The current version also makes a new WYSIWYG editor the default — and hardwires it into the system in numerous places. Unfortunately, the editor is very buggy, with many formatting errors and frequent data loses. You can just disable the WYSIWYG plugin, but some of my users still prefer it. So I ended up enabling it and then carefully hacking the many places in TWiki where it assumes that you want the WYSIWYG editor, even if you say you don't.

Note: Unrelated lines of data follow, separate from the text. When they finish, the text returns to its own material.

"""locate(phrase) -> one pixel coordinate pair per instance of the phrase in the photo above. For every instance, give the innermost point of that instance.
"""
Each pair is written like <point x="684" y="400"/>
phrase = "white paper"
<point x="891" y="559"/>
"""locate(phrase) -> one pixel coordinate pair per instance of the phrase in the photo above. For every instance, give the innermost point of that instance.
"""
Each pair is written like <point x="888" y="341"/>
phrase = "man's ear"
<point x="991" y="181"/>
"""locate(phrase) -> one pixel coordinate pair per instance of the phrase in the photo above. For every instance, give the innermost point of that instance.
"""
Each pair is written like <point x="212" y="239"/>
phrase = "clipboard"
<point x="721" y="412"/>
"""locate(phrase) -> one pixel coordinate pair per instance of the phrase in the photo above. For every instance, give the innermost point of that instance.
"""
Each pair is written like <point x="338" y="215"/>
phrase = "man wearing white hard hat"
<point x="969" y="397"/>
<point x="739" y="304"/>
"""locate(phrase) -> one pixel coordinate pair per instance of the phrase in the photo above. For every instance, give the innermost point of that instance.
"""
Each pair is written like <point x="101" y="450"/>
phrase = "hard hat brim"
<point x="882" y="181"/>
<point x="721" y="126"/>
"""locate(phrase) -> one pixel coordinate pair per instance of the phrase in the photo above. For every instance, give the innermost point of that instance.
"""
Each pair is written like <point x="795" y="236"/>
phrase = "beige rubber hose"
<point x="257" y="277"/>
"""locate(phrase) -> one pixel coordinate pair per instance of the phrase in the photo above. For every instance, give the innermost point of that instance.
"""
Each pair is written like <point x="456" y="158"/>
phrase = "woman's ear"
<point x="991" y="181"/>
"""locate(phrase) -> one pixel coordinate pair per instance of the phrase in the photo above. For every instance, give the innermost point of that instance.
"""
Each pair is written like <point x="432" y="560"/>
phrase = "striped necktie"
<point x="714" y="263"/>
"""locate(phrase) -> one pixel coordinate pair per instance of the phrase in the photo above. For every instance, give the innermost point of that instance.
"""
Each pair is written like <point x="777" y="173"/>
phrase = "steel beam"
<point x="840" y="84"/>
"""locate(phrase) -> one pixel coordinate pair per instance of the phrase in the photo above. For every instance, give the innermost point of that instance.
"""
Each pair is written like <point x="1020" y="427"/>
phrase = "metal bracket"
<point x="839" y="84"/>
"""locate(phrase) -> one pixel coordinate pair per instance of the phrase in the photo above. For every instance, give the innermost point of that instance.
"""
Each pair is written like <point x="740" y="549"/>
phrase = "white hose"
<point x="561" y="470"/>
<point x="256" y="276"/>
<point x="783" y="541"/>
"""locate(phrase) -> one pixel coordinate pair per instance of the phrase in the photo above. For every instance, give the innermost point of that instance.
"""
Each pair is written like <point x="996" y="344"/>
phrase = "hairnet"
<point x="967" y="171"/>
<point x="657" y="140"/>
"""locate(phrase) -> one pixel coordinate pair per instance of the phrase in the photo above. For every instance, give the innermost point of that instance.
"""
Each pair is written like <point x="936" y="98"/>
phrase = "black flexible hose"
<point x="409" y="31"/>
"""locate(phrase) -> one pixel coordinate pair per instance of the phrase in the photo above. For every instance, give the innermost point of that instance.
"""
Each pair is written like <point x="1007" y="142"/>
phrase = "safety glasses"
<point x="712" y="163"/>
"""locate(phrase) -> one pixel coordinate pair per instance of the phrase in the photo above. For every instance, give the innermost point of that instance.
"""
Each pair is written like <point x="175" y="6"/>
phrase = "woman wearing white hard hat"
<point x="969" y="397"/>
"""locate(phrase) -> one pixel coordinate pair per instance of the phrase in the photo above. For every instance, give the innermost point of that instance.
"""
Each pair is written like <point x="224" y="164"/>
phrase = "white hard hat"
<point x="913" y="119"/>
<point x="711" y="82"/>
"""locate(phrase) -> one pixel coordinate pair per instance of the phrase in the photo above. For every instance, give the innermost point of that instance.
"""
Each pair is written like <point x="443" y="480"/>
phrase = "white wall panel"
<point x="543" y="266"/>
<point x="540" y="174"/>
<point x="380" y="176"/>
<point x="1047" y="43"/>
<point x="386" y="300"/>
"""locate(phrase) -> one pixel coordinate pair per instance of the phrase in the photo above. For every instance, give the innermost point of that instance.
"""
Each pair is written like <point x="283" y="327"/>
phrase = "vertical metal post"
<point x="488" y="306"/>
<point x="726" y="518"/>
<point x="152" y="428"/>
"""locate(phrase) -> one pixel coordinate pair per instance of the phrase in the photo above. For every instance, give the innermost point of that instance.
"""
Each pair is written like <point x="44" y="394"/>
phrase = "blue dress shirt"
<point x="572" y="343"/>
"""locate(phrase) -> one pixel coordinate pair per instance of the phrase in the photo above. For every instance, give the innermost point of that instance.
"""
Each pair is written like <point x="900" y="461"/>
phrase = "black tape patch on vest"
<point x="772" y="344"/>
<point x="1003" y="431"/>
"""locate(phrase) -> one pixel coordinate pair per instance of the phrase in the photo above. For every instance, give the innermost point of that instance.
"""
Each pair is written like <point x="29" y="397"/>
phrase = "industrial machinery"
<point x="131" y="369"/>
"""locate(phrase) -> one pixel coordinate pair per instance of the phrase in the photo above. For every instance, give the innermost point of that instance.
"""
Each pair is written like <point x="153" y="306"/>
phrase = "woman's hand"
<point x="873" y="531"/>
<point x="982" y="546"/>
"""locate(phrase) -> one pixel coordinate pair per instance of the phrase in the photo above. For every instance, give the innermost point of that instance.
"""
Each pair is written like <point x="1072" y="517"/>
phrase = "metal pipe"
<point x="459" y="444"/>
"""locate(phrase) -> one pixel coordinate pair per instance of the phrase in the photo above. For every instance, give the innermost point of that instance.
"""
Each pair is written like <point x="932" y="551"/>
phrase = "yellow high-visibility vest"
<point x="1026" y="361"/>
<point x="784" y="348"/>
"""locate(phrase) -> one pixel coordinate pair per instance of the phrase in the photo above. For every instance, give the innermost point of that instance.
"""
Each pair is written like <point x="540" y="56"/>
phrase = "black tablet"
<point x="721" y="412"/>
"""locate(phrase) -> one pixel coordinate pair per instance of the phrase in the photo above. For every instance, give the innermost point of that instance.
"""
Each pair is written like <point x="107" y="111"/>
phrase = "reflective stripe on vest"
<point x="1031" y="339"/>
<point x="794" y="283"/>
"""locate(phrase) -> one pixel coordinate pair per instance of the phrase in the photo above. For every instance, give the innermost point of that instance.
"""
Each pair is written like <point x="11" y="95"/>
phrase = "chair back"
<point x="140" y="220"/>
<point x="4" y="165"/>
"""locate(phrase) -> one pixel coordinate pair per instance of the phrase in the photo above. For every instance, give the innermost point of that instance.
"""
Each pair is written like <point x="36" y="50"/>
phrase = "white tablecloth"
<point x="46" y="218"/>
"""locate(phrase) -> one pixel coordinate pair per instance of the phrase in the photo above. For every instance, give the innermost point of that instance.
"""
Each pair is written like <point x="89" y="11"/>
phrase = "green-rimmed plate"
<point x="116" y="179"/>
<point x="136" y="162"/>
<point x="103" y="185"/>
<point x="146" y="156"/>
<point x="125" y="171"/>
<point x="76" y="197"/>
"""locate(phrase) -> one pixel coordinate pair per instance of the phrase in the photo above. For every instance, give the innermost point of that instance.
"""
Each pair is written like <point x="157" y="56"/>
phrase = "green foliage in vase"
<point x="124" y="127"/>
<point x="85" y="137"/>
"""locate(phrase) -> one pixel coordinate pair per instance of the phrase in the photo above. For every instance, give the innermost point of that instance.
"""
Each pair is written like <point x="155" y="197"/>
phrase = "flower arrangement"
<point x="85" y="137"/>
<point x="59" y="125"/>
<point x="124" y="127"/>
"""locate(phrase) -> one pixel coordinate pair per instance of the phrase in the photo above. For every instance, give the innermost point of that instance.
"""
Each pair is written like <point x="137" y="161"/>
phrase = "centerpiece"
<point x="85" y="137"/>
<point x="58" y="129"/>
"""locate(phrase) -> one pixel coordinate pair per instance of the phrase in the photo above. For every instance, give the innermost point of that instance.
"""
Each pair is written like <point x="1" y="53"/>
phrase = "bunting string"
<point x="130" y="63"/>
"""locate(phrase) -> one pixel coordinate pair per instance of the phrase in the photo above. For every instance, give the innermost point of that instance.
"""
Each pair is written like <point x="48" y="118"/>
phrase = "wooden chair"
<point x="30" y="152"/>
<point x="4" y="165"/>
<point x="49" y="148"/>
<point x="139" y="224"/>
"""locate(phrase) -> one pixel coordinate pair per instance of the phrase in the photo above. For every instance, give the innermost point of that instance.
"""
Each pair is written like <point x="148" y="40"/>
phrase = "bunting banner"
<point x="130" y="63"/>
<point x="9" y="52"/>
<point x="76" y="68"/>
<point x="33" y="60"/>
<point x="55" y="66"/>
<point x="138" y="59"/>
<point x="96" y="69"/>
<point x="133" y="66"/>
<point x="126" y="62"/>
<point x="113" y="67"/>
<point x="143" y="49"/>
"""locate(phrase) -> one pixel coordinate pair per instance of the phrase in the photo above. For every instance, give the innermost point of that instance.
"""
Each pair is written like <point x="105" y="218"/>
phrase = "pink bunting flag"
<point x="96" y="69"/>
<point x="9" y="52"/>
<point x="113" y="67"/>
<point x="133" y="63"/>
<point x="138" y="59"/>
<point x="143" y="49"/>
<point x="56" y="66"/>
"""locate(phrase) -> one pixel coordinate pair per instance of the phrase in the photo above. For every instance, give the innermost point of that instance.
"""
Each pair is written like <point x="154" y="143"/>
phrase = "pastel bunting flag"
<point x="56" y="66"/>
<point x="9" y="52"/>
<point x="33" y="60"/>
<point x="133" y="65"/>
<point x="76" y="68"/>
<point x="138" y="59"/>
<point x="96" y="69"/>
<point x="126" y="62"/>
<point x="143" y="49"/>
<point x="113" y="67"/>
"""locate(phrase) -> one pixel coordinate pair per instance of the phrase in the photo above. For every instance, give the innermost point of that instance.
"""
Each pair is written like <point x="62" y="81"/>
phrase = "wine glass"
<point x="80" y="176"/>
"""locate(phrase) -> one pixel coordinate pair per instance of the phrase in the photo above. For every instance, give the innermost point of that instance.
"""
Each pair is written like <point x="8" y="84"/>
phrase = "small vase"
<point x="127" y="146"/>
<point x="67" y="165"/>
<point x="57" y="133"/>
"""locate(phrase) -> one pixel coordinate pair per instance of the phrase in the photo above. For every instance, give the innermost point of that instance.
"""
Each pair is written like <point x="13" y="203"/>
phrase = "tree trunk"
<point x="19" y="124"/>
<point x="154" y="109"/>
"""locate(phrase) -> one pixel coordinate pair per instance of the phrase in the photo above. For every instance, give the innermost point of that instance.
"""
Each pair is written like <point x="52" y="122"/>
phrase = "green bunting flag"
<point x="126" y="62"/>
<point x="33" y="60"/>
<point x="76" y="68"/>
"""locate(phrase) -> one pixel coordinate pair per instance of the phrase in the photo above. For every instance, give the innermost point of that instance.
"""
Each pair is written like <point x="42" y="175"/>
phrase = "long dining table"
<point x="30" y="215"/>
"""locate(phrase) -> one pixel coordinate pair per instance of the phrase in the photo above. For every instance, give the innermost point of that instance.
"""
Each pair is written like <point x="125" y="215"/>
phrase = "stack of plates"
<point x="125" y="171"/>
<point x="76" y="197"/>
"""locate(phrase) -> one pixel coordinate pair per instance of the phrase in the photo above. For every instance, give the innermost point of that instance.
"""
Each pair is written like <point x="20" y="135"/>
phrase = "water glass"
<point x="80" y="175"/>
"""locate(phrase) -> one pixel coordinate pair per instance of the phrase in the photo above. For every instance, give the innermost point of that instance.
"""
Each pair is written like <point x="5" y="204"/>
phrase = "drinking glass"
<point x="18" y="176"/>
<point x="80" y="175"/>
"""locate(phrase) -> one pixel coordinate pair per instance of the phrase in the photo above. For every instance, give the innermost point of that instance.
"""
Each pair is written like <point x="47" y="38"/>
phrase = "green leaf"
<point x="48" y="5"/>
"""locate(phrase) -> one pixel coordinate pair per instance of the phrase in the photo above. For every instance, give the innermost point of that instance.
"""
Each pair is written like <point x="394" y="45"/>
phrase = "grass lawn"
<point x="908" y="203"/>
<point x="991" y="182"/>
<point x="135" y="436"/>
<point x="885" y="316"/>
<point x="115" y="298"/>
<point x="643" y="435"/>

Despite these clumsy attempts to support "Enterprises collaboration" TWiki has been notably deficient in the features an enterprise would look for, such as time zone support, use of a DBMS as a back end, a stable API, and a practical query language.

This last deficit was actually remedied in 4.2, which is one reason I upgraded. But the main reason was LDAP-over-SSL support, another enterprise feature TWiki only recently acquired — and which the company I work for requires me to have. Unfortunately, this version includes a major refactoring of the user authentication API. Not a bad thing in itself (and probably necessary for the LDAP thing), but it eliminated the object used to encapsulate user information! Not surprisingly, a bunch of plugins have been broken by this change.

If I ever have occasion to install another wiki, it won't be TWiki. I'll take the time to educate myself about one that still understands that wikis are about keeping things simple. That doesn't mean the software itself isn't complex, just that the complexity is hidden from the end users, and is structured in such a way that administrators and developers don't have to cope with a lot of spaghetti logic.

Re:Why not dispute his ownership of the trademark?

[zaliv]

Peter Thoeny has always had the trademark to twiki. It has become a problem since he has transferred (parts) of the trademark to TWIKI.NET, the commercial kid on the block. That company wants the control over the trademark and twiki.org development. They could not get the latter naturally, so they forced it their way.

Trademarks don't work that way

[JoeBuck]

Trademarks don't give the owner ownership of the word; it's restricted to a particular field of application. Essentially, you can trademark an adjective, not a noun. This company owns "TWiki" as it applies to web and related applications, and the owners of Buck Rogers own "Twiki" as it applies to annoying robots.